L’intervention militaire directe, depuis le 24 août, de la Turquie en Syrie marque-t-elle un tournant ?
C’est incontestablement un tournant pour la Turquie, mais il est encore trop tôt pour savoir si c’en est un dans la guerre en Syrie. Depuis l’instauration de la république sur les décombres de l’Empire ottoman après la première guerre mondiale, la culture de l’armée turque la porte à ne pas intervenir au-delà des frontières. Il y a eu quelques exceptions, comme la participation d’un contingent turc dans la guerre de Corée (1950-1953) ou l’invasion de Chypre en 1974. Des soldats turcs ont aussi participé à des opérations de maintien de la paix dans l’ex-Yougoslavie, en Somalie et en Afghanistan, mais il s’agissait de troupes non combattantes.

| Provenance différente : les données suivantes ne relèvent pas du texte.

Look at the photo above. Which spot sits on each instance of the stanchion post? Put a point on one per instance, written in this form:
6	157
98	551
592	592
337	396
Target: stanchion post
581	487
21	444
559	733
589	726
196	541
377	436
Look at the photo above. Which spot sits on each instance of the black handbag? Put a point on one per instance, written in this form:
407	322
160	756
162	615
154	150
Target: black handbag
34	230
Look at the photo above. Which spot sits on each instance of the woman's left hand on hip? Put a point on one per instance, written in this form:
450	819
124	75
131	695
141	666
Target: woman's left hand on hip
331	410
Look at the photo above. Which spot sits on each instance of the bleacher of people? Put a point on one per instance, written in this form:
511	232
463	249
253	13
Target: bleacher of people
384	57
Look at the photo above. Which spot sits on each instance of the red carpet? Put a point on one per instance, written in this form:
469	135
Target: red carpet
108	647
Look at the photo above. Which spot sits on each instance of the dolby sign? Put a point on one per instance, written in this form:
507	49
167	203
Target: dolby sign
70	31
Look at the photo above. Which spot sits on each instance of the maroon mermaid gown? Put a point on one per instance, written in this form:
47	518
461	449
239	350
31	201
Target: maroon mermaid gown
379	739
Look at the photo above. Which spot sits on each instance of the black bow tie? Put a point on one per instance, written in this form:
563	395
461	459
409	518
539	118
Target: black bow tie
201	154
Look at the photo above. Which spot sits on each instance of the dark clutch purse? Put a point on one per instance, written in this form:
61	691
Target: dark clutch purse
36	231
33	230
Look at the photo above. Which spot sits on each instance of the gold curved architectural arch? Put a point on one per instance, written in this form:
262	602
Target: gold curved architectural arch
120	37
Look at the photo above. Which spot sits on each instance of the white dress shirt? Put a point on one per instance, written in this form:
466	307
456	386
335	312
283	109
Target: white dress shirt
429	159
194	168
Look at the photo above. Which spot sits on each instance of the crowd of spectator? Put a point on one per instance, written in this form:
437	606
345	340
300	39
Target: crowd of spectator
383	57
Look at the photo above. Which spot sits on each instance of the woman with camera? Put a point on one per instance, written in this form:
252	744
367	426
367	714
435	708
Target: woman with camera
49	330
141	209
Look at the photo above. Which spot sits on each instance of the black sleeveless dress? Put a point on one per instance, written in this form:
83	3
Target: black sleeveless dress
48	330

Depuis les années 1990, les forces armées ont surtout été utilisées sur le territoire national contre la guérilla kurde du PKK [Parti des travailleurs du Kurdistan] et, dans ce cadre, elles ont mené plusieurs opérations transfrontalières dans le nord de l’Irak. Mais celles-ci ont toujours été ponctuelles et d’une ampleur limitée. La démonstration militaire des Turcs en Syrie est un aboutissement : la Turquie cherchait depuis une décennie à s’imposer au Moyen-Orient comme un soft power, et elle a compris, chemin faisant, que son statut de puissance dépend aussi de sa capacité de dissuasion et d’action militaire.
La multiplication des conflits armés depuis les « printemps arabes » [en 2011] rendait l’issue inéluctable : dès le début, Ankara a été interventionniste en Syrie, sans pour autant y envoyer ses troupes. Il a bâti une opposition syrienne dominée par les Frères musulmans et l’Armée syrienne libre (ASL). Puis il a été soupçonné d’aider des groupes islamistes plus ou moins radicaux et d’être peu regardant sur le passage des djihadistes par son territoire. Ce comportement a un peu changé, car les alliés occidentaux s’en sont alarmés. Il a maintenant franchi le pas de l’intervention armée.
Est-ce une preuve de force ou une fuite en avant du président turc, après le putsch raté de juillet ?
Cela pose d’abord la question de la capacité de la Turquie à mener une telle opération, alors même que son armée traverse une crise. Son fonctionnement est ébranlé par les purges dans la hiérarchie après la tentative de coup d’Etat. On peut aussi se demander si cette intervention s’insère dans une vision stratégique régionale plus globale. Depuis la démission en mai du premier ministre Ahmet Davutoglu, l’artisan de la grande politique étrangère de l’AKP [Parti de la justice et du développement, au pouvoir], on ne sait plus très bien ce que veut la diplomatie turque.
Ankara semble courir derrière les événements, tout en affirmant avoir préparé l’opération depuis deux ans. Les autorités avaient effectivement annoncé en février être prêtes à une intervention terrestre en accord avec les Saoudiens. Mais elles avaient vraisemblablement été rappelées à l’ordre par leurs alliés à l’époque. Aujourd’hui, la Turquie passe outre pour apparaître forte, alors qu’elle est en difficulté et que cela présente de réels risques. La Syrie s’est toujours montrée sourcilleuse en matière de souveraineté et du respect des frontières dans la région.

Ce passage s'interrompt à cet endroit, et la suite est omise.